Artık İstanbul’un yeşilini, doğasını, Kuzey ormanlarını, havzalarını korumamız lazım. Her nüfus artış, yoğunluk, her yapılaşma, baraj havzaları üzerindeki baskıyı arttırıyor. İSKİ olarak buna karşı büyük bir mücadele veriyoruz. Eğer havzaları kaybedersek İstanbul’u susuz bırakırız. Büyükçekmece’yi, Sazlıdere’yi korumaya çalışıyoruz. Bizim istemediğimiz bazı imar değişiklikleri yapılıyor. Biz bunlara dava açıyoruz.
“İstanbul’da musluktan akan su iki şartla içilebilir”

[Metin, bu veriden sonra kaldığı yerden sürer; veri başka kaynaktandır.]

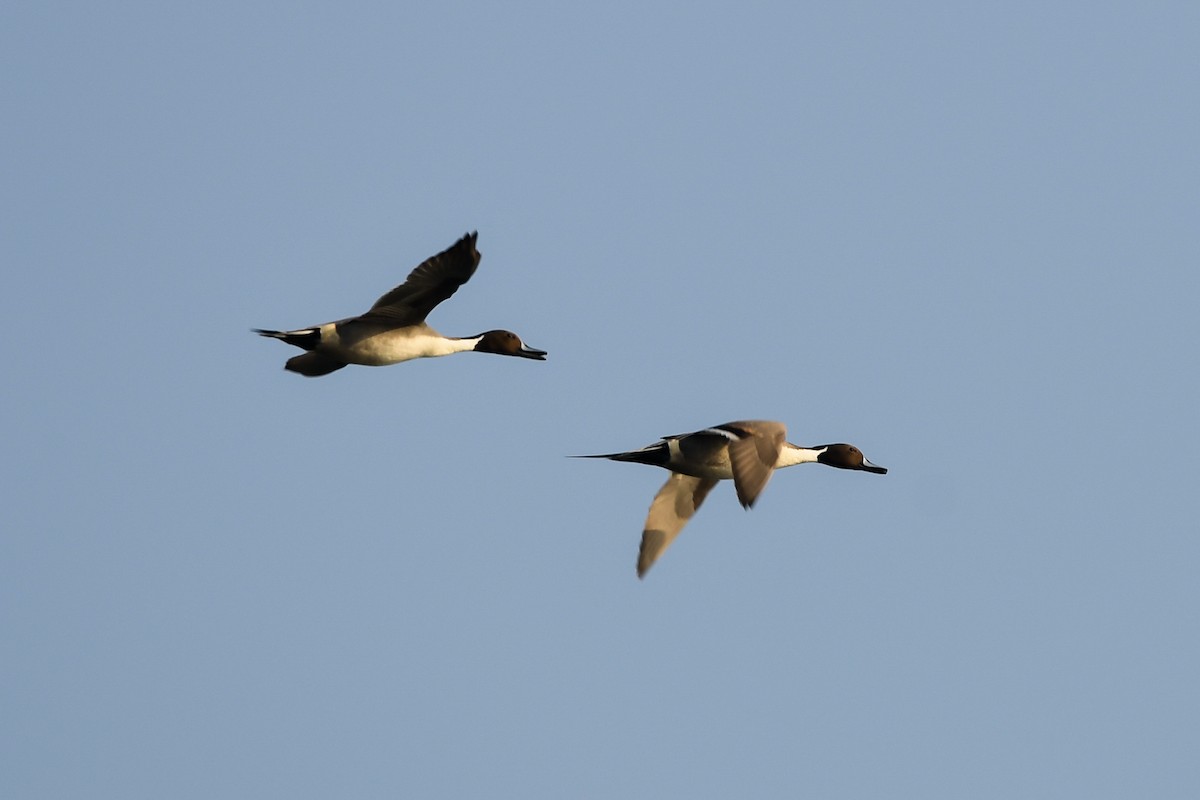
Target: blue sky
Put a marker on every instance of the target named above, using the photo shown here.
(961, 238)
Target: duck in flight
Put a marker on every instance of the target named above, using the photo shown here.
(748, 452)
(394, 329)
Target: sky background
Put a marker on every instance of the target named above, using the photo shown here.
(961, 236)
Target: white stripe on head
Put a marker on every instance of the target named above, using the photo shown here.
(723, 432)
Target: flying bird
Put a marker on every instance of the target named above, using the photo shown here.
(394, 329)
(748, 452)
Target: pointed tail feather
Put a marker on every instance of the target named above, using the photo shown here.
(306, 338)
(655, 455)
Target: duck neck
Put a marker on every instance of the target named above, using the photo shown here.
(792, 455)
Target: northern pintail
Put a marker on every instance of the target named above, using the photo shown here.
(394, 329)
(748, 452)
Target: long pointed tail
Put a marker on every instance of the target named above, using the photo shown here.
(306, 338)
(655, 455)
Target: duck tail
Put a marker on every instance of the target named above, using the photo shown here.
(306, 338)
(655, 455)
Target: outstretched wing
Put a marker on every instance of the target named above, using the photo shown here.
(753, 455)
(436, 280)
(672, 507)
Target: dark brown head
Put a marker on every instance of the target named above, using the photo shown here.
(844, 456)
(507, 343)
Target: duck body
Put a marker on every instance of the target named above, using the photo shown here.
(748, 452)
(394, 330)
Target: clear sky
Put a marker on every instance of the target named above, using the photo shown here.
(961, 236)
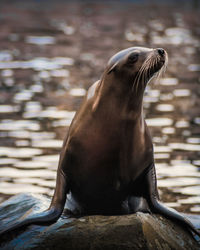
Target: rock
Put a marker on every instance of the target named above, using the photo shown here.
(136, 231)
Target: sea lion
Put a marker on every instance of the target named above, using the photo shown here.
(106, 164)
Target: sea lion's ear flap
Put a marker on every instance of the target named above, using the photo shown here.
(112, 68)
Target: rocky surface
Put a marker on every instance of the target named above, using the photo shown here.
(137, 231)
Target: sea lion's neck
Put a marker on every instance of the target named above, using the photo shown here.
(121, 94)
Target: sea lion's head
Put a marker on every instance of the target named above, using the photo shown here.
(135, 66)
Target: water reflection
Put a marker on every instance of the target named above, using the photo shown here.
(43, 81)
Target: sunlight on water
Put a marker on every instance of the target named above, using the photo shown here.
(157, 122)
(44, 75)
(40, 40)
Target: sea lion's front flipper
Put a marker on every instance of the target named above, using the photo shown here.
(158, 207)
(50, 215)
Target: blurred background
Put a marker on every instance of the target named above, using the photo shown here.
(50, 54)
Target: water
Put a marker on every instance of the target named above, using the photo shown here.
(44, 77)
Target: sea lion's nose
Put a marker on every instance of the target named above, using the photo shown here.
(161, 51)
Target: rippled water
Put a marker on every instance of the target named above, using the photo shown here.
(44, 78)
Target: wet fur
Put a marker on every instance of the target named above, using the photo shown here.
(114, 187)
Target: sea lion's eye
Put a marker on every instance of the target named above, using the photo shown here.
(133, 58)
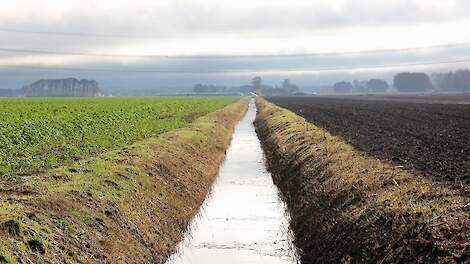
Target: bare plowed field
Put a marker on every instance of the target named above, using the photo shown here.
(432, 138)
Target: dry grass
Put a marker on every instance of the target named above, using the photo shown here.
(349, 207)
(126, 206)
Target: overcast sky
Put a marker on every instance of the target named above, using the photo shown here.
(229, 28)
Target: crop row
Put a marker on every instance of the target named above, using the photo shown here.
(40, 133)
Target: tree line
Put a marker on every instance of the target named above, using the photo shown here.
(457, 81)
(257, 86)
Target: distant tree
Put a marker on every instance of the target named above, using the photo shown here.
(412, 82)
(288, 87)
(377, 85)
(343, 87)
(359, 86)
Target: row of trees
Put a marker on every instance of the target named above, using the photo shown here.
(458, 81)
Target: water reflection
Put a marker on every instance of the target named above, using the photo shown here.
(243, 220)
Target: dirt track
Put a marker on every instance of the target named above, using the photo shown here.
(428, 137)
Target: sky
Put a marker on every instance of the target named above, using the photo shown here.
(177, 43)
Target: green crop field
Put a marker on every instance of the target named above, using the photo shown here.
(40, 133)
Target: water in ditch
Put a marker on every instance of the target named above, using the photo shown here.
(243, 220)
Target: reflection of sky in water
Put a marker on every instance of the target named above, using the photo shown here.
(243, 220)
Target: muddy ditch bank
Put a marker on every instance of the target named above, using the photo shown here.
(131, 205)
(348, 207)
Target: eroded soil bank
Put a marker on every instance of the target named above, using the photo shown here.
(348, 207)
(126, 206)
(243, 220)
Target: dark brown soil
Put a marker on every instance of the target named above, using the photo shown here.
(428, 137)
(348, 207)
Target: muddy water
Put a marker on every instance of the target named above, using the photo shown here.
(243, 220)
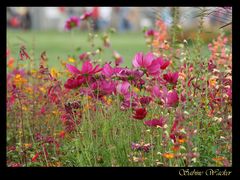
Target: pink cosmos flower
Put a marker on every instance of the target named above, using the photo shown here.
(172, 98)
(145, 100)
(171, 77)
(107, 70)
(123, 88)
(140, 113)
(163, 63)
(156, 92)
(72, 22)
(147, 62)
(141, 60)
(150, 32)
(87, 69)
(86, 15)
(83, 56)
(73, 83)
(155, 122)
(118, 58)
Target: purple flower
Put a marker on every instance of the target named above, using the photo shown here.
(155, 122)
(72, 22)
(171, 77)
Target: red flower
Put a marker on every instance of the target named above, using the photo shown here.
(140, 113)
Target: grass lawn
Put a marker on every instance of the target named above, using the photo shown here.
(64, 44)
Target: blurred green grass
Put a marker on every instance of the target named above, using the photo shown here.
(60, 45)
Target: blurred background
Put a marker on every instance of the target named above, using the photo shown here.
(121, 18)
(42, 28)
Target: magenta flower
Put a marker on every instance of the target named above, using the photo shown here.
(118, 58)
(163, 64)
(150, 32)
(87, 69)
(73, 83)
(107, 70)
(143, 61)
(171, 77)
(86, 15)
(172, 98)
(73, 69)
(108, 87)
(123, 88)
(155, 122)
(156, 92)
(72, 22)
(147, 62)
(145, 100)
(83, 56)
(140, 113)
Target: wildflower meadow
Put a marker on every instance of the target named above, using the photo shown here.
(167, 103)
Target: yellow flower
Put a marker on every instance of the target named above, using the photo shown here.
(72, 60)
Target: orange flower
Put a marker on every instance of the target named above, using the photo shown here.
(168, 155)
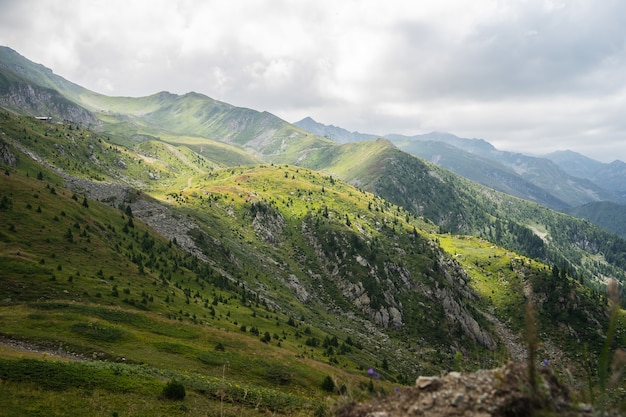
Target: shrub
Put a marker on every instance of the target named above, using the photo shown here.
(174, 390)
(328, 384)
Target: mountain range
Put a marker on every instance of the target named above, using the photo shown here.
(561, 180)
(178, 238)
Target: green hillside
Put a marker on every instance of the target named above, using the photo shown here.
(323, 278)
(184, 242)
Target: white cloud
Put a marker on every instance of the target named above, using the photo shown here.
(527, 75)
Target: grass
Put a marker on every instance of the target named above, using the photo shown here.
(78, 276)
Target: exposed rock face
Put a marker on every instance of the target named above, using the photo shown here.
(499, 392)
(7, 157)
(40, 101)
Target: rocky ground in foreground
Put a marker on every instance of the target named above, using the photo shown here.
(498, 392)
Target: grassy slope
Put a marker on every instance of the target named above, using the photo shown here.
(98, 304)
(69, 285)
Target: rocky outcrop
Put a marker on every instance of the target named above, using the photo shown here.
(7, 157)
(498, 392)
(40, 101)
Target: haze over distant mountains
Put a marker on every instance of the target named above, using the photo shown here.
(560, 180)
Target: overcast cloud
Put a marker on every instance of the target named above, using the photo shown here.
(527, 75)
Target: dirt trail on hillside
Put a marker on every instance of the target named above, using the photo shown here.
(49, 351)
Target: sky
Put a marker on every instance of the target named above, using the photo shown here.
(531, 76)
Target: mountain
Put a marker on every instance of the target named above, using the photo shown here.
(541, 173)
(611, 176)
(531, 178)
(335, 133)
(610, 216)
(254, 284)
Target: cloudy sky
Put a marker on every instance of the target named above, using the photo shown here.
(527, 75)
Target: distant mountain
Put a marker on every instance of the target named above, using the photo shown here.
(20, 95)
(557, 185)
(531, 178)
(482, 170)
(335, 133)
(610, 176)
(227, 135)
(183, 220)
(609, 216)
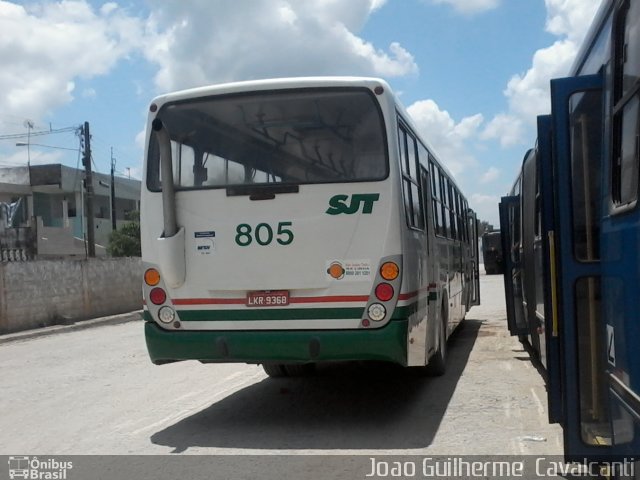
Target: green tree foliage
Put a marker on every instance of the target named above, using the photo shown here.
(125, 242)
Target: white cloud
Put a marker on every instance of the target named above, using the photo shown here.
(215, 41)
(507, 129)
(486, 207)
(447, 137)
(570, 18)
(469, 7)
(45, 46)
(490, 175)
(528, 93)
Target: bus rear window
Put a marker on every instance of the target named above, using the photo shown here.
(290, 137)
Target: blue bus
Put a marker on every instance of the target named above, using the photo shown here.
(571, 240)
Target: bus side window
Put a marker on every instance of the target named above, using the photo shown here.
(626, 110)
(436, 198)
(410, 183)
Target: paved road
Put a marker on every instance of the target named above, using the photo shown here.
(94, 391)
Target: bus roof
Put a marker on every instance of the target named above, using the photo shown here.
(304, 82)
(273, 83)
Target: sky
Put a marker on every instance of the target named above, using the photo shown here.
(473, 74)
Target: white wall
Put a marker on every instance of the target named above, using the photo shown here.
(46, 292)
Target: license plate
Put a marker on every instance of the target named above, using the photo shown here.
(275, 298)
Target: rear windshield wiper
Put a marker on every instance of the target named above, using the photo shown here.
(260, 192)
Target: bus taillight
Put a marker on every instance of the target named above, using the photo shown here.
(389, 271)
(157, 296)
(152, 277)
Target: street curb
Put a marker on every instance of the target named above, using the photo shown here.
(80, 325)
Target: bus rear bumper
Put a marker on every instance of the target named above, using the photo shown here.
(388, 343)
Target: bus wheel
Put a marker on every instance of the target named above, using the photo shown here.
(437, 363)
(274, 370)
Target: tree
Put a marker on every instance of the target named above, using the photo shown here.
(125, 242)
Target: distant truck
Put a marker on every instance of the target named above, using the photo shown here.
(492, 252)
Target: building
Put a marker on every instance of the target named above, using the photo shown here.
(42, 206)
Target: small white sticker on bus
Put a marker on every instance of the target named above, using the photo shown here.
(349, 270)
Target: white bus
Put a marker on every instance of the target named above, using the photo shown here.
(295, 221)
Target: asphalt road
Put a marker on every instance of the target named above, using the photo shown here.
(95, 391)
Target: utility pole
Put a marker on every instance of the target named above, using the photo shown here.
(113, 192)
(88, 185)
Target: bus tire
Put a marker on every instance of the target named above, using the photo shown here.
(438, 361)
(275, 370)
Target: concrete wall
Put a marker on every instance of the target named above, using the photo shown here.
(47, 292)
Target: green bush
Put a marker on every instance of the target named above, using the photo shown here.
(125, 242)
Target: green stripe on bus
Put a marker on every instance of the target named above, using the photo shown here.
(288, 314)
(388, 343)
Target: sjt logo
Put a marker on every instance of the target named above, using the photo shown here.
(338, 203)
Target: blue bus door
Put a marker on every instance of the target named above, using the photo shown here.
(579, 147)
(549, 285)
(511, 250)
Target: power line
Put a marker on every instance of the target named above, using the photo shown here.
(39, 133)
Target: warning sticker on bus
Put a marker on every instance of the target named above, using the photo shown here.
(266, 298)
(349, 270)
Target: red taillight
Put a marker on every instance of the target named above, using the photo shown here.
(384, 292)
(157, 296)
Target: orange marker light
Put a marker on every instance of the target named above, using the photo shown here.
(389, 271)
(152, 277)
(336, 270)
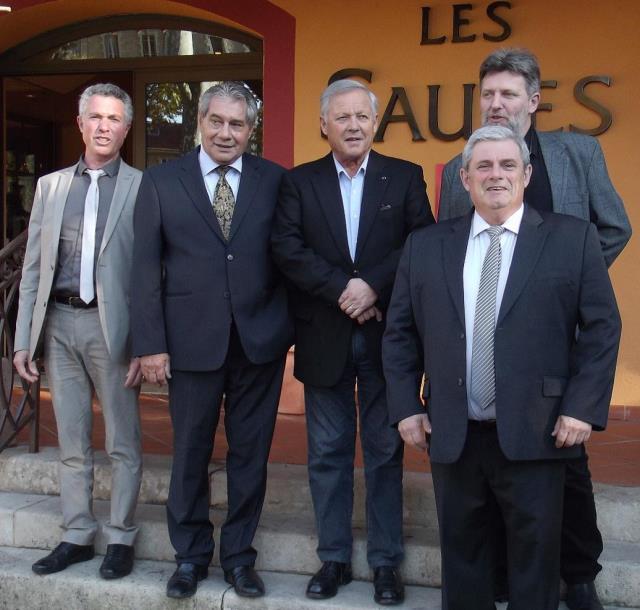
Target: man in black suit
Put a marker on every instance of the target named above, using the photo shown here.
(209, 317)
(340, 226)
(569, 176)
(486, 307)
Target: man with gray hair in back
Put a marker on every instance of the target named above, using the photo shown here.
(485, 308)
(569, 176)
(74, 307)
(209, 318)
(340, 225)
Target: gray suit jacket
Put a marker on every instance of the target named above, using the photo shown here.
(580, 186)
(112, 270)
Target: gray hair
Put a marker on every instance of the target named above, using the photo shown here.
(494, 133)
(107, 90)
(518, 61)
(234, 90)
(343, 86)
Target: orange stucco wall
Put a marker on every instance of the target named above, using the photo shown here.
(572, 38)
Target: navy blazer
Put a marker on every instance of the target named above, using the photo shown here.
(557, 281)
(310, 246)
(580, 186)
(189, 284)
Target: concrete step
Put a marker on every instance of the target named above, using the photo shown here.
(80, 588)
(288, 490)
(287, 544)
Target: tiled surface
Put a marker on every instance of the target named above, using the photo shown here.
(614, 454)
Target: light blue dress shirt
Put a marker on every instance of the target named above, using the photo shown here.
(351, 191)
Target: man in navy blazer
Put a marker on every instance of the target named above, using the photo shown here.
(340, 226)
(569, 177)
(209, 316)
(551, 386)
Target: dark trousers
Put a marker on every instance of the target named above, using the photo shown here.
(251, 394)
(331, 429)
(581, 544)
(528, 495)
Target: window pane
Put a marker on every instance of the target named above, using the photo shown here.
(146, 43)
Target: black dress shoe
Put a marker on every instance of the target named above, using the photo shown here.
(62, 557)
(325, 582)
(583, 596)
(118, 561)
(184, 581)
(387, 586)
(245, 581)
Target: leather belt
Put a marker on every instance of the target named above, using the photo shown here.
(482, 424)
(76, 302)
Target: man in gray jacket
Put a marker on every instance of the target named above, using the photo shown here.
(74, 298)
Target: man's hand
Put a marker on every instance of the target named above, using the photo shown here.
(356, 298)
(570, 431)
(367, 314)
(26, 369)
(413, 429)
(155, 368)
(134, 374)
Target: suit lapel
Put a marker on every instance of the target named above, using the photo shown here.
(193, 183)
(249, 180)
(375, 186)
(58, 198)
(120, 197)
(531, 238)
(327, 189)
(454, 250)
(556, 162)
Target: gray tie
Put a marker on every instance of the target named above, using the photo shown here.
(87, 291)
(223, 201)
(483, 377)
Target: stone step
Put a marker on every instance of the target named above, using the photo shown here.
(287, 544)
(288, 490)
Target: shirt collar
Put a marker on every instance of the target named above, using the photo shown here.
(208, 165)
(512, 223)
(340, 169)
(531, 140)
(110, 169)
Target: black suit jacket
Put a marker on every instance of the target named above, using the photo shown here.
(189, 283)
(557, 281)
(310, 246)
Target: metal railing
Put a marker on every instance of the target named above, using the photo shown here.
(19, 400)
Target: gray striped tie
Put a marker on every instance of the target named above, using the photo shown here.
(483, 376)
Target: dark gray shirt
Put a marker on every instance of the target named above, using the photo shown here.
(67, 278)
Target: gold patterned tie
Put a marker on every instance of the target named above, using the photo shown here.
(223, 201)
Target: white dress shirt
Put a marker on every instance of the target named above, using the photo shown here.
(211, 177)
(351, 191)
(476, 250)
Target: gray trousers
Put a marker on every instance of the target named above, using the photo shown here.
(77, 362)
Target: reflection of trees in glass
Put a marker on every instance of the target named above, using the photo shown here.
(174, 103)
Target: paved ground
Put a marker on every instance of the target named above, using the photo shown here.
(614, 454)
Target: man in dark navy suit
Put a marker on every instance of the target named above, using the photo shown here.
(209, 317)
(340, 226)
(486, 307)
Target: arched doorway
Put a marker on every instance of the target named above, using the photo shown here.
(162, 61)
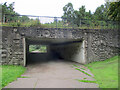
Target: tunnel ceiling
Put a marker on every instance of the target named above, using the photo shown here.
(50, 41)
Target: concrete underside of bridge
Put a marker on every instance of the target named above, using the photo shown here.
(79, 45)
(66, 49)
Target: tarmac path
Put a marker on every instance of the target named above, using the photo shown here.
(54, 74)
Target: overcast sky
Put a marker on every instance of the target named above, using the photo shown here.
(51, 7)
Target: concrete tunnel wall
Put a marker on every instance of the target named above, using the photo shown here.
(100, 44)
(74, 51)
(69, 50)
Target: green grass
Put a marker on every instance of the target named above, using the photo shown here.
(11, 73)
(87, 81)
(105, 72)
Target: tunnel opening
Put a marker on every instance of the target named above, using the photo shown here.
(44, 50)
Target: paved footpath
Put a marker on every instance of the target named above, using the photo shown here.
(53, 74)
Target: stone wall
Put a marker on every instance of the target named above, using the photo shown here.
(98, 44)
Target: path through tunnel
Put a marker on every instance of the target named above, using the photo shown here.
(56, 49)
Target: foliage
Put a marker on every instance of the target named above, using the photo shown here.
(81, 18)
(114, 11)
(11, 73)
(8, 9)
(105, 72)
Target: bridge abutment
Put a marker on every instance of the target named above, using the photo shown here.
(82, 46)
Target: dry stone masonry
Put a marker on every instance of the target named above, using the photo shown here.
(80, 45)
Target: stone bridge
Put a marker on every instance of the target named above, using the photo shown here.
(79, 45)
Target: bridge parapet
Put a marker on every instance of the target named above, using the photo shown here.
(98, 44)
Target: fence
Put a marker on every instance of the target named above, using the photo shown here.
(57, 22)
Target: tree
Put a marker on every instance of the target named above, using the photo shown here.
(8, 12)
(114, 11)
(68, 13)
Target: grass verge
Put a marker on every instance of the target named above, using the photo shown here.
(87, 81)
(83, 72)
(11, 73)
(105, 72)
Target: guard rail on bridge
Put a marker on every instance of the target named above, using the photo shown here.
(56, 22)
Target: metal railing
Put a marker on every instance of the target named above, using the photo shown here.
(57, 22)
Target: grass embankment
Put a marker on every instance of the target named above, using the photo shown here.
(105, 72)
(11, 73)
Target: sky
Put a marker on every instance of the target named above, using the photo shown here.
(51, 7)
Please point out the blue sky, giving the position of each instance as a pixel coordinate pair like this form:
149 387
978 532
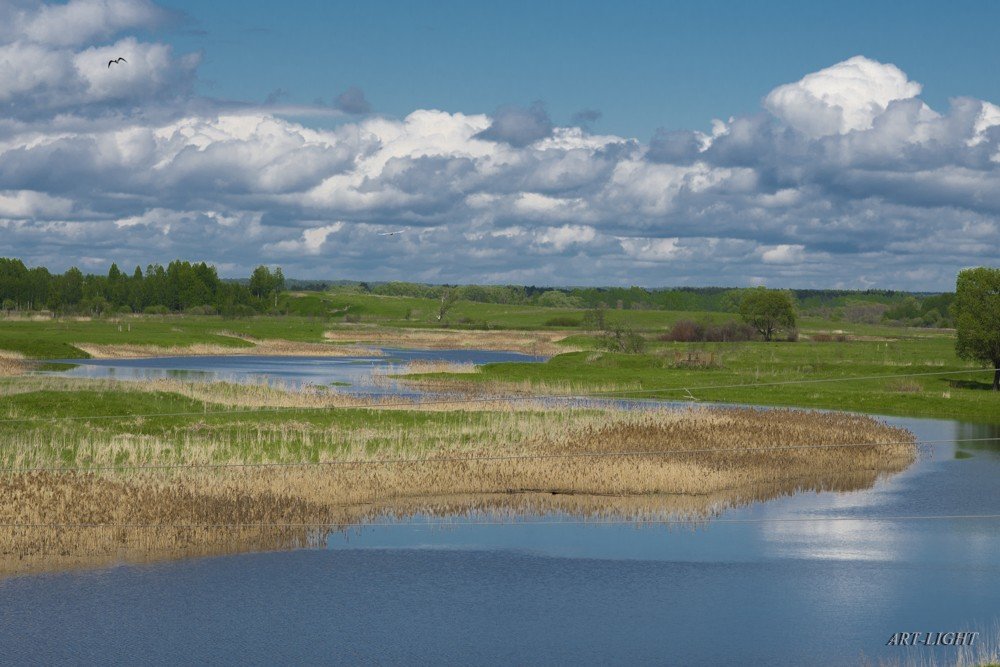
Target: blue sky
643 65
833 145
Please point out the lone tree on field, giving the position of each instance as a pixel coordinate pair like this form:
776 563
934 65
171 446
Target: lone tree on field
449 297
767 311
977 317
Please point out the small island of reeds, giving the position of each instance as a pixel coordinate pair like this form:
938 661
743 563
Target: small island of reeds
96 472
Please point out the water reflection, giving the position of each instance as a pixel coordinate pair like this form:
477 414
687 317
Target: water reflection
352 374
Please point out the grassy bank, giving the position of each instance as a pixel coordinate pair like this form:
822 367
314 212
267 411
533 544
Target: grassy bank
78 490
814 367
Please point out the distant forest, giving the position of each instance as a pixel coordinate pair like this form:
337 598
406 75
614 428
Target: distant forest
182 286
178 287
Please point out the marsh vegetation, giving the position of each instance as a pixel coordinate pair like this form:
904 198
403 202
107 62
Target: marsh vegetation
213 468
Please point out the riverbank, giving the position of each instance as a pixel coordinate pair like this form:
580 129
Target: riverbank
865 368
195 472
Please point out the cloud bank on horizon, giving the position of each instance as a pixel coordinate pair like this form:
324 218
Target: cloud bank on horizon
845 178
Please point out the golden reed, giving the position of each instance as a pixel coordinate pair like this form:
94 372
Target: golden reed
648 465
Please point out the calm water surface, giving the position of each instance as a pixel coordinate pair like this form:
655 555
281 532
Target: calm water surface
789 587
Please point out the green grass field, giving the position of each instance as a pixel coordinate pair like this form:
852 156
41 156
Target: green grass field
811 370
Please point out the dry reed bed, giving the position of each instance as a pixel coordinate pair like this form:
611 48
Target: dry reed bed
527 342
578 462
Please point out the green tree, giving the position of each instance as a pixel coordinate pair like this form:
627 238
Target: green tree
767 311
449 297
977 318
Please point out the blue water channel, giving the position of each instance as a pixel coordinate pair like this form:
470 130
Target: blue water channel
811 579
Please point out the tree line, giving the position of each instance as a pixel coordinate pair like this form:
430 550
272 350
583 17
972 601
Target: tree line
861 306
180 286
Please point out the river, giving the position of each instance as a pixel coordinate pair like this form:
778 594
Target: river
814 578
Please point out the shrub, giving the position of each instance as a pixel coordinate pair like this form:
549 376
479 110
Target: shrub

“Biz iddialıyız İstanbul’un suyu içilebilir. Ben içiyorum. Neticede kaynak suyu vermiyoruz. Suları ileri tekniklerle aratıyoruz. Sağlık Bakanlığı bizi denetliyor. Vatandaş şebeke suyu güvenle içilebilir, ama iki şartımız var; bir apartmanınızdaki kendi dahili depolarınız temiz olmalı. İkincisi eve gelen su tesisatının eski olmaması lazım. Yani eski bir yapıda paslı kanallardan su gelmemeli. Binanız yeniyse, deponuz temizse, şebeke suyun içmekte bir mahsur yok. Zaten bu sudan yemek yapılıyor, çay yapılıyor diş fırçalanıyor niye içilmesin ki.”